Tantangan Human Library di Era AI
Meski potensial, penerapan Human Library menghadapi beberapa tantangan, antara lain:
• Apakah generasi digital yang terbiasa dengan kecepatan teknologi mau meluangkan waktu untuk berdialog langsung?
• Apakah ada infrastruktur yang mendukung, mulai dari ruang fisik hingga manajemen acara?
• Bagaimana menjaga keseimbangan, agar Human Library tidak sekadar jadi konten digital tanpa ruh interaksi manusia?
Baca juga: Mau Lanjut S2 Ilmu Komputer? Ini 7 Tips Anti-Gagal dari UNM
Human Library sebagai Penyeimbang AI
Di era digital, Universitas Nusa Mandiri sebagai Kampus Digital Bisnis menekankan bahwa teknologi hanyalah alat bantu, bukan pengganti manusia.
AI memang memberikan kecepatan, akses, dan personalisasi. Namun, hanya manusia yang bisa menghadirkan empati, pengalaman hidup, dan nilai moral.
Human Library hadir sebagai pengimbang sekaligus pelengkap kecerdasan buatan, menjaga agar literasi digital tetap memiliki sentuhan kemanusiaan.
Kesimpulan
Human Library di era AI adalah bukti bahwa peran manusia tidak akan pernah tergantikan.
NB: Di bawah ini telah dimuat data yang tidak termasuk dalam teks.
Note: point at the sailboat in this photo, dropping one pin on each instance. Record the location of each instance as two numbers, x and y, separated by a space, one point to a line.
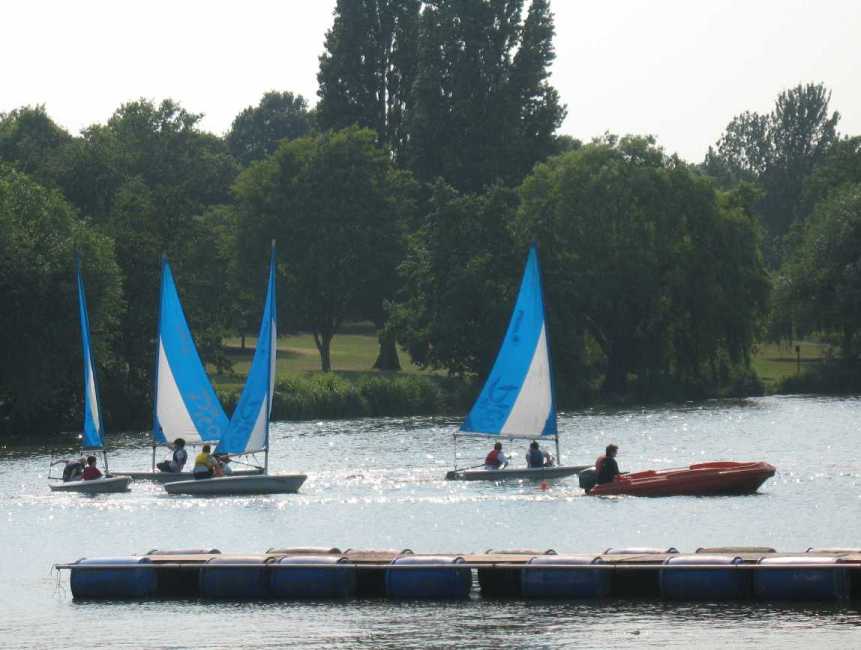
92 435
248 430
186 405
518 399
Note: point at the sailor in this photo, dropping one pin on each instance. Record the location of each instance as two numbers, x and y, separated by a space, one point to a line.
178 460
73 469
204 463
606 467
495 459
537 457
91 472
222 465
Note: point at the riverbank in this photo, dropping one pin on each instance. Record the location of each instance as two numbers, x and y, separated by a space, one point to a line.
353 390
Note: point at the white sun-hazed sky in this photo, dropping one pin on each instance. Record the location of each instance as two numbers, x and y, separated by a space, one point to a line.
677 69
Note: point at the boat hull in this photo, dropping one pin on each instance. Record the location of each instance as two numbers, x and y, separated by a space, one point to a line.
96 486
704 479
238 485
171 477
522 473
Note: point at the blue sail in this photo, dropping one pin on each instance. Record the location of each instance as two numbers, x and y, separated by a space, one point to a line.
93 427
249 426
518 401
185 403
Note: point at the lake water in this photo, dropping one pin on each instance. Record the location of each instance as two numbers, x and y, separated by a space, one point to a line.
378 483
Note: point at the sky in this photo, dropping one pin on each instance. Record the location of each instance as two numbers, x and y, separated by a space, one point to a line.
676 69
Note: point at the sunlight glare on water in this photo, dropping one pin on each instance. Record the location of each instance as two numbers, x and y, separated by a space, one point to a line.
379 483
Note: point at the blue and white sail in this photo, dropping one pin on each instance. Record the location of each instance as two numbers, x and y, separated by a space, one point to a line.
185 402
517 401
92 437
249 426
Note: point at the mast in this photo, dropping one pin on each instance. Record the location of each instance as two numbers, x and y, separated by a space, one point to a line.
273 343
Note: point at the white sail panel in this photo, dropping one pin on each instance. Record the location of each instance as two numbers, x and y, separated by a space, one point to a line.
517 399
93 401
535 400
173 416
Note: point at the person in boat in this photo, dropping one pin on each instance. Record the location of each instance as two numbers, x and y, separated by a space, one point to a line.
496 459
537 457
204 463
606 467
73 470
178 459
91 472
222 466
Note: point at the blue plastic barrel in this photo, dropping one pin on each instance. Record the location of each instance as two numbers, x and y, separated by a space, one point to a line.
557 582
640 550
138 582
184 551
801 577
319 577
249 581
443 580
681 583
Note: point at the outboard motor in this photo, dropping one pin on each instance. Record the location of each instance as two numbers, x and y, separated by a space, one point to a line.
588 478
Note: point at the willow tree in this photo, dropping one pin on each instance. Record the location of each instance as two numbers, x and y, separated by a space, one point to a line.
334 202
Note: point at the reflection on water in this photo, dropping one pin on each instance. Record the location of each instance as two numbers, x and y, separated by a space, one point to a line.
378 483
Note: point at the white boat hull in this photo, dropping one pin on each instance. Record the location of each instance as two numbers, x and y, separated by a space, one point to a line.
520 473
238 485
171 477
95 486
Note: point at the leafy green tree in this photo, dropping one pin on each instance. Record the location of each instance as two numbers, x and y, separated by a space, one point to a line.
483 109
29 139
459 280
822 279
641 254
40 377
257 130
368 68
145 178
778 151
334 204
839 167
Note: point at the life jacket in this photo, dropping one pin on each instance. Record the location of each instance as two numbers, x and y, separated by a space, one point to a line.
73 471
180 456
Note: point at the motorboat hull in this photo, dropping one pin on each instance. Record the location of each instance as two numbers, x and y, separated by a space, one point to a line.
520 473
238 485
703 479
104 485
171 477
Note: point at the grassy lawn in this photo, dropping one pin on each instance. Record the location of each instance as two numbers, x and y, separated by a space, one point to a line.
353 353
774 362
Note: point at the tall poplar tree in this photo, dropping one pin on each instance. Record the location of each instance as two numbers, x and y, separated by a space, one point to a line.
483 109
368 68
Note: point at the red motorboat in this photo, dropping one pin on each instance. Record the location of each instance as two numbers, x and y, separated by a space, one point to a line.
697 480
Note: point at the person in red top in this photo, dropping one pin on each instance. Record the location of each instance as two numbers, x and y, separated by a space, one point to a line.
91 471
496 459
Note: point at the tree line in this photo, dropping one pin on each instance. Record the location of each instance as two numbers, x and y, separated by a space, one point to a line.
407 196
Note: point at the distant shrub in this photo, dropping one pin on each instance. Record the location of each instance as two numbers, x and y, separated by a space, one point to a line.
828 378
330 395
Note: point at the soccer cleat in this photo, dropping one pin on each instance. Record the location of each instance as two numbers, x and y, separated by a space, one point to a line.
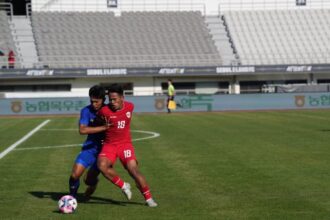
89 192
151 203
127 191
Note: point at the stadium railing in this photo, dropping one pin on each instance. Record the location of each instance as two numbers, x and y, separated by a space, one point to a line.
230 5
123 6
8 7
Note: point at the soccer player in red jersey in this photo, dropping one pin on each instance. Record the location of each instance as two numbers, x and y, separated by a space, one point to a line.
118 144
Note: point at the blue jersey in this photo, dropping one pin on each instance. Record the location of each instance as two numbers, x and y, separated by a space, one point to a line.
87 117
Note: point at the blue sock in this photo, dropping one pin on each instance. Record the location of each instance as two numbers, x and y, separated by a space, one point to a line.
73 186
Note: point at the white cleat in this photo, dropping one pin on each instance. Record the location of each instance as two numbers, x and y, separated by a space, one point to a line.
151 203
127 190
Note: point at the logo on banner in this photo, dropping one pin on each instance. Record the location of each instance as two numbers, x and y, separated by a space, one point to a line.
171 71
112 3
299 68
40 72
106 72
300 100
236 69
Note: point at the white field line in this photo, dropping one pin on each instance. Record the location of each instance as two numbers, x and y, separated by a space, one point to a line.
27 136
152 135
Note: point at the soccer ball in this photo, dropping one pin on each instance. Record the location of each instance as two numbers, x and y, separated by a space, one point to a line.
67 204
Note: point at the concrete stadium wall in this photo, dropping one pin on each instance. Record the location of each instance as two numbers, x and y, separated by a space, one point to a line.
157 104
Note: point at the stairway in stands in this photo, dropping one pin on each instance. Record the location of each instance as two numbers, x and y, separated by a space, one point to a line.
221 39
24 41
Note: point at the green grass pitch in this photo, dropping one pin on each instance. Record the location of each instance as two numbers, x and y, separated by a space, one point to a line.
231 165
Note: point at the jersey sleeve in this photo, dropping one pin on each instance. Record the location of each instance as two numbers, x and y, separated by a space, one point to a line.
84 117
100 113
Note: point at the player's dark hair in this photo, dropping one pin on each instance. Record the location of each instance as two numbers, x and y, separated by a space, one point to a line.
97 92
116 88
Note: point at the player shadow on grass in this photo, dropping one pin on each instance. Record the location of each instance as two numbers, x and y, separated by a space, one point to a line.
81 199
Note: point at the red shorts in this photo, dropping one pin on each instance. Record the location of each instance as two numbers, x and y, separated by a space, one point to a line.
125 153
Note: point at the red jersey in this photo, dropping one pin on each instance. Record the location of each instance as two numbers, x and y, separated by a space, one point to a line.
119 131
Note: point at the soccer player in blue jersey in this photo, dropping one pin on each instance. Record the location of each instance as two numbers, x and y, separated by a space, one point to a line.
87 158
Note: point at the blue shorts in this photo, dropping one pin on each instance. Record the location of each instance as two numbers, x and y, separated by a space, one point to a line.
88 158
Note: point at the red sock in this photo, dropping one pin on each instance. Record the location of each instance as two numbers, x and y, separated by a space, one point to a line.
146 192
117 181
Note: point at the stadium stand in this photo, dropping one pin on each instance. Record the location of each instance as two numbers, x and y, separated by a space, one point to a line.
134 39
280 36
6 38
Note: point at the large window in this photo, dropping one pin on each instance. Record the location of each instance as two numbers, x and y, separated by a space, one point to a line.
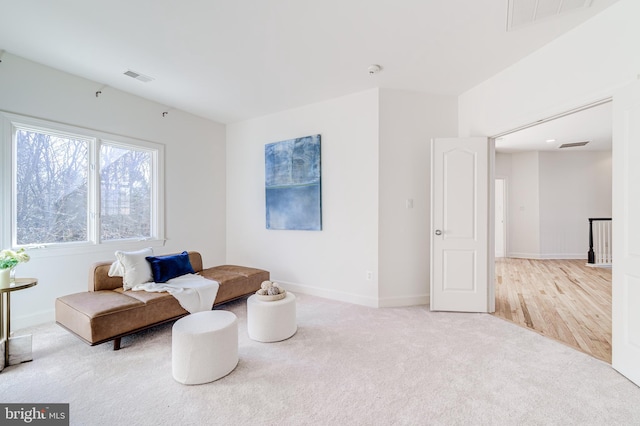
72 186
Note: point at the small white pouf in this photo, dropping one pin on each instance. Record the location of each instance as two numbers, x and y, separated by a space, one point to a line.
271 321
204 347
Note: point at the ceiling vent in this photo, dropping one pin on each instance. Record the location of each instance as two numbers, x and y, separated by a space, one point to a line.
573 145
138 76
525 12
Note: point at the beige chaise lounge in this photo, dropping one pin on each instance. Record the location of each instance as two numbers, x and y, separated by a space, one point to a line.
108 312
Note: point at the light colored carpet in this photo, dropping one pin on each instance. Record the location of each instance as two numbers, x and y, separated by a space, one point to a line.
346 365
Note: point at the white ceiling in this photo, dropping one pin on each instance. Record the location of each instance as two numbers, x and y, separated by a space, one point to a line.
593 125
229 60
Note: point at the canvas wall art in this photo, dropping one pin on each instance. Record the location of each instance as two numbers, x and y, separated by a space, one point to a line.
292 184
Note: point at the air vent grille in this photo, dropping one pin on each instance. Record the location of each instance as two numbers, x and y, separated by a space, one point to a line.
525 12
138 76
573 145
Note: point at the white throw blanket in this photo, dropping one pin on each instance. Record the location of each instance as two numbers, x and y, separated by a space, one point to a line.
193 292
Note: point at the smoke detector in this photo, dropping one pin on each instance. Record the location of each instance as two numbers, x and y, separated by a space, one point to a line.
374 69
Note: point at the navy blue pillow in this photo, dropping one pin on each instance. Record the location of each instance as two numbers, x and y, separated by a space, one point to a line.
164 268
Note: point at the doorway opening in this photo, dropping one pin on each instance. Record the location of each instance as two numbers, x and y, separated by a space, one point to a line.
541 278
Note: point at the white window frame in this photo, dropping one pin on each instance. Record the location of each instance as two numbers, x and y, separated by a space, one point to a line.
10 122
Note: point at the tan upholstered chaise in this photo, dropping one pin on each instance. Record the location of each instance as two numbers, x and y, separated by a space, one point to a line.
108 312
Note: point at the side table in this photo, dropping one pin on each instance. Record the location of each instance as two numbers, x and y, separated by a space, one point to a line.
5 311
271 321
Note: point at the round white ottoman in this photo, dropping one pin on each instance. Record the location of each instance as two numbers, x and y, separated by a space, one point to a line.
271 321
204 347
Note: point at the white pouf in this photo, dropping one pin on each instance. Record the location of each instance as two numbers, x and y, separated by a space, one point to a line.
271 321
204 347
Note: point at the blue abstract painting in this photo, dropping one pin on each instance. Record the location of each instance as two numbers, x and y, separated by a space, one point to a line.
292 184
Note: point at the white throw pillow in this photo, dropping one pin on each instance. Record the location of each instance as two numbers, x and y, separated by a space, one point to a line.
136 268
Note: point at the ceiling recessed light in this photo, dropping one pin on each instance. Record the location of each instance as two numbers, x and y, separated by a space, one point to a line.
374 69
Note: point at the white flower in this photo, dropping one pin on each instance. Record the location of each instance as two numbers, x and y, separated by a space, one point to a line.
10 258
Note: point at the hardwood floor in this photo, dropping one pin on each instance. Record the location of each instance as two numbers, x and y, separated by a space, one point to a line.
561 299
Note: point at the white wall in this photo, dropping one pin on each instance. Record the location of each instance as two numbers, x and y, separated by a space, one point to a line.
333 262
550 197
408 121
574 186
585 65
524 206
194 174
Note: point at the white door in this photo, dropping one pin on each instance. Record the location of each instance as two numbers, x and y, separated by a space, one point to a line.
460 225
500 217
626 233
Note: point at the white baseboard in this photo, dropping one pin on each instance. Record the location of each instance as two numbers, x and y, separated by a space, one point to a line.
387 302
543 256
330 294
398 302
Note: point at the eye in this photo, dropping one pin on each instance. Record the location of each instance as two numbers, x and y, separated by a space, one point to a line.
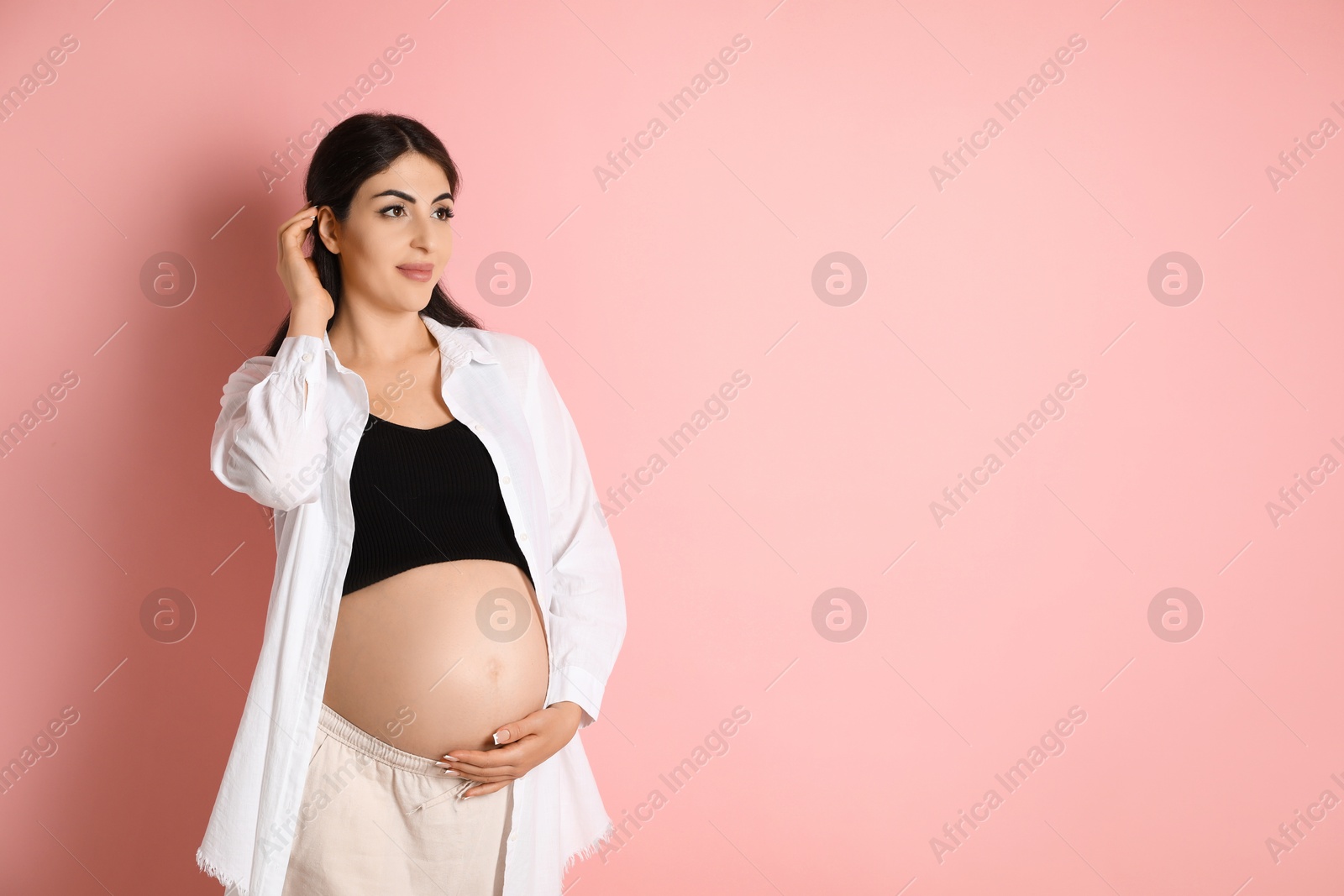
402 208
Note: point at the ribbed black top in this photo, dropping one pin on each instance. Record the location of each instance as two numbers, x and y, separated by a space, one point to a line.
425 496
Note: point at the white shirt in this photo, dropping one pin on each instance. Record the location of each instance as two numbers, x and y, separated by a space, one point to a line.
293 452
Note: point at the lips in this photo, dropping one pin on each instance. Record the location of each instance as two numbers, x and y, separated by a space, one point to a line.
420 273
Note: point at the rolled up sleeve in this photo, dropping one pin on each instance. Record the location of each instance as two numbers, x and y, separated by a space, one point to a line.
270 437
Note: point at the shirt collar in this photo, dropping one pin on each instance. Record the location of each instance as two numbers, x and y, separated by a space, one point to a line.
459 344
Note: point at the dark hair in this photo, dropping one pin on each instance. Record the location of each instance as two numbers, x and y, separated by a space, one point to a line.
353 152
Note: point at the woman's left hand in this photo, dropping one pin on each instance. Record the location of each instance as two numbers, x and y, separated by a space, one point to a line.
524 746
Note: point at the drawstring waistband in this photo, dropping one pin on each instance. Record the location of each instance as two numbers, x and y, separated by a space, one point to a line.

Kolaborasi antara teknologi dan interaksi manusia justru akan menciptakan ekosistem literasi yang lebih kaya.
Dengan memadukan inovasi teknologi seperti AI dan nilai kemanusiaan dalam Human Library, dunia pendidikan dapat membentuk generasi yang tidak hanya cerdas secara digital, tetapi juga bijaksana dalam menjalani kehidupan.